Dec. 6 (Bloomberg) -- The German government is close to selling its TLG Immobilien GmbH real estate unit to Lone Star Funds, three people with knowledge of the plan said. It would be the country’s biggest commercial-property transaction this year.
The German Finance Ministry, which is divesting real estate to reduce the budget deficit, may approve the sale as early as next week, said the people, who asked not to be identified because an agreement hasn’t been reached. TLG Immobilien, owner of shops, offices and land in cities including Berlin and Leipzig, will fetch about 1.2 billion euros ($1.6 billion), one of the people said.
The government is trying to take advantage of demand for German real estate as investors look for a safe place to put their money as economies contract in other countries that use the euro. Last month, it agreed to sell the residential arm of TLG Group, the real-estate management company that includes TLG Immobilien, to TAG Immobilien AG for 215 million euros.
Pavao Vlajcic, a spokesman for Dallas-based Lone Star, declined to comment when asked about a possible deal. The Finance Ministry and Barclays Plc, which is advising the government, also declined to comment.
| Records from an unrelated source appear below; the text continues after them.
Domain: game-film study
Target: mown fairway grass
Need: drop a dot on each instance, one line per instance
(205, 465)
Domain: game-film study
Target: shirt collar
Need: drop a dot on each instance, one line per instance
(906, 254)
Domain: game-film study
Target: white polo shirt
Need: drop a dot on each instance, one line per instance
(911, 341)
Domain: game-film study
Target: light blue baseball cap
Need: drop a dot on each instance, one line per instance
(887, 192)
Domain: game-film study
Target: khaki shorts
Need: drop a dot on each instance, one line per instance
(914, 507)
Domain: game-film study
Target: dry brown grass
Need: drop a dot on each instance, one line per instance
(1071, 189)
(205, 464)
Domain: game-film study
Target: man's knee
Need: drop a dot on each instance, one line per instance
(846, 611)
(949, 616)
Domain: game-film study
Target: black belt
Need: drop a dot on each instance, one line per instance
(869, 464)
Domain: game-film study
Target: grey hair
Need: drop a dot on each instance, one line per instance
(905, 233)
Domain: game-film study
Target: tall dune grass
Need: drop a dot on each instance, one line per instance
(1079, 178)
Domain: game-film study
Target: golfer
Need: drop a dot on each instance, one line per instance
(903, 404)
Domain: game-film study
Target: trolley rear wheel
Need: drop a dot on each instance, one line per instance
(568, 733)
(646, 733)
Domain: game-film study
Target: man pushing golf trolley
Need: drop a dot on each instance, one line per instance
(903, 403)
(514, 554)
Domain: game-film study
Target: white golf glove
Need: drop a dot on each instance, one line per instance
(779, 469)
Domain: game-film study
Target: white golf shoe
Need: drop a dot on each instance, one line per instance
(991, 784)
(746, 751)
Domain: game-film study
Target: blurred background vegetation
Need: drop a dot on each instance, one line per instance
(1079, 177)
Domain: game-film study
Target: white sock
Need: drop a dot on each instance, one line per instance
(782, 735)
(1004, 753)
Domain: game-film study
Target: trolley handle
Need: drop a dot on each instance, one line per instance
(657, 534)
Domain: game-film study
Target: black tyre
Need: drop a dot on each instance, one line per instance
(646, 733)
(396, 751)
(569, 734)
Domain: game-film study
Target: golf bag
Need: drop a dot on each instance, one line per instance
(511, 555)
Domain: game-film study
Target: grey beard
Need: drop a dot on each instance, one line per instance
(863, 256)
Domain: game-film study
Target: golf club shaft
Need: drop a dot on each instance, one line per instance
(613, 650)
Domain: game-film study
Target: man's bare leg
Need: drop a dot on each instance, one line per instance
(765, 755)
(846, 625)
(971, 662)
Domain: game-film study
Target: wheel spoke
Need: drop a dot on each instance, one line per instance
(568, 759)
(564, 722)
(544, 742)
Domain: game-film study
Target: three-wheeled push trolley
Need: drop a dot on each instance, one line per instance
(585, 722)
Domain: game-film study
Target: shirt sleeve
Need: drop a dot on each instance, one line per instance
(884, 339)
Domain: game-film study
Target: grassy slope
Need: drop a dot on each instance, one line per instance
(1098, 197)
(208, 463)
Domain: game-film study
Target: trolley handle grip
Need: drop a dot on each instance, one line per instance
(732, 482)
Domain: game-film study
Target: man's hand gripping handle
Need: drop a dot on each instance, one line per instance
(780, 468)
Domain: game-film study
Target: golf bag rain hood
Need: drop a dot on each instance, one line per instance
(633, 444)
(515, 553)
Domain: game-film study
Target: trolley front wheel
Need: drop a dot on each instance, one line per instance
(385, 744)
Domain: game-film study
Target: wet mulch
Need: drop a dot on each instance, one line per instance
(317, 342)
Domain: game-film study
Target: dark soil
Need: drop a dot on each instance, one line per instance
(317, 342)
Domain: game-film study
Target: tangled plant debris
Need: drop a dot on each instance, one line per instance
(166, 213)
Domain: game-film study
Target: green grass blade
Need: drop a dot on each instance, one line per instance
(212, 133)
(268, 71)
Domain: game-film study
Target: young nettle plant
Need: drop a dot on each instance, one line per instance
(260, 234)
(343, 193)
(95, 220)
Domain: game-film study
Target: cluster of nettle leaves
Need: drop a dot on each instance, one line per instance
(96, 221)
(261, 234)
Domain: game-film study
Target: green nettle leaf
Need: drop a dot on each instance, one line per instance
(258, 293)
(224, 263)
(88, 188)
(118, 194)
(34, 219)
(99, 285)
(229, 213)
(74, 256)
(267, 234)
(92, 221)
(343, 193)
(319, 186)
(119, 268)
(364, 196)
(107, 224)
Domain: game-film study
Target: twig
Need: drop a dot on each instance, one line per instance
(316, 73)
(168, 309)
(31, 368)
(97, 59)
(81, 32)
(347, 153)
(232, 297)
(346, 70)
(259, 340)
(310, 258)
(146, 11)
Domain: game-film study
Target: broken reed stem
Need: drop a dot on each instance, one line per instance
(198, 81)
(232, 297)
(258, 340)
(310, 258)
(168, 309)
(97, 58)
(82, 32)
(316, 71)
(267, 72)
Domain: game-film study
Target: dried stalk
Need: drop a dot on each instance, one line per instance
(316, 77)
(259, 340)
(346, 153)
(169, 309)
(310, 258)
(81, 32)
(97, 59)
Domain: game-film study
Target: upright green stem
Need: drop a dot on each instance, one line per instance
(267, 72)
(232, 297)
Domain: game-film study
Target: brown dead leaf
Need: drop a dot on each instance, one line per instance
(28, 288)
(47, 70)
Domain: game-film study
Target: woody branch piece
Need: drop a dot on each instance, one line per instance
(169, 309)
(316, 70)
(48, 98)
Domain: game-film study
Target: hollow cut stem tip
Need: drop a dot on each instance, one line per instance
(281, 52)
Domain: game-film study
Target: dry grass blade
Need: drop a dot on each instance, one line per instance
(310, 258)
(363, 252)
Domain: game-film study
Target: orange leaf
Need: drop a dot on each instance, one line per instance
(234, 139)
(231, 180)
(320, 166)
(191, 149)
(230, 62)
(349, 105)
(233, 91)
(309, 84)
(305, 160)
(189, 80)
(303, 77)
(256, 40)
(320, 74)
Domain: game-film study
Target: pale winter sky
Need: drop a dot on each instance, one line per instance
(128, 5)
Lone Star, a private-equity firm, agreed to buy property loans formerly held by the German arm of now defunct Lehman Brothers Holdings Inc. from the Bundesbank in April. Those loans had a nominal value of 1.4 billion euros, the German central bank said.
TLG Group replaced Treuhand Gesellschaft, the company that oversaw the sale and restructuring of thousands of companies after the collapse of communist East Germany. The government shelved a plan to sell TLG in 2008 because of the global financial crisis.
TLG Immobilien has about 200 employees and manages buildings ranging from a Porsche showroom in Dresden to a factory in Chemnitz.
The German government targets a deficit of 17.5 billion euros in 2013 compared with 25 billion euros this year.